While I don’t love Higbee’s overall talent level or offense, the bottom line is the bottom line, and in this case the bottom line is he had 100 fucking targets which is just insane for a TE and he might be the Rams second receiving option behind Kupp.

Higbee is also a savvy route-runner for a tight end, has decent awareness for beating zone coverage, and is an underrated YAC maven as far as larger TEs go.

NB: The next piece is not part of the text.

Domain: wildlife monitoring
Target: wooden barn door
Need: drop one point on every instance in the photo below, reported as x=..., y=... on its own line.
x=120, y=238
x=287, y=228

Check out his 2022 TE ranks:

  • 4th in targets
  • 6th in total fantasy points
  • 5th in receptions
  • 9th in yards
  • 5th in YAC
  • 4th in snap %
  • 11th in YAC per catch

While Higbee did put up top-10 numbers just last season, he’s definitely in “buyer beware” territory in 2023 since we have yet to find out just how many of his 100+ targets were due to the Rams relying on Higbee out of necessity due to Kupp’s season-ending injury.

The Rams as an offense were beyond horrendous last season as they were about as good at football as Charlie Kelly is at reading; however, one has to imagine that they could only improve at least a little with Stafford returning from injury in 2023.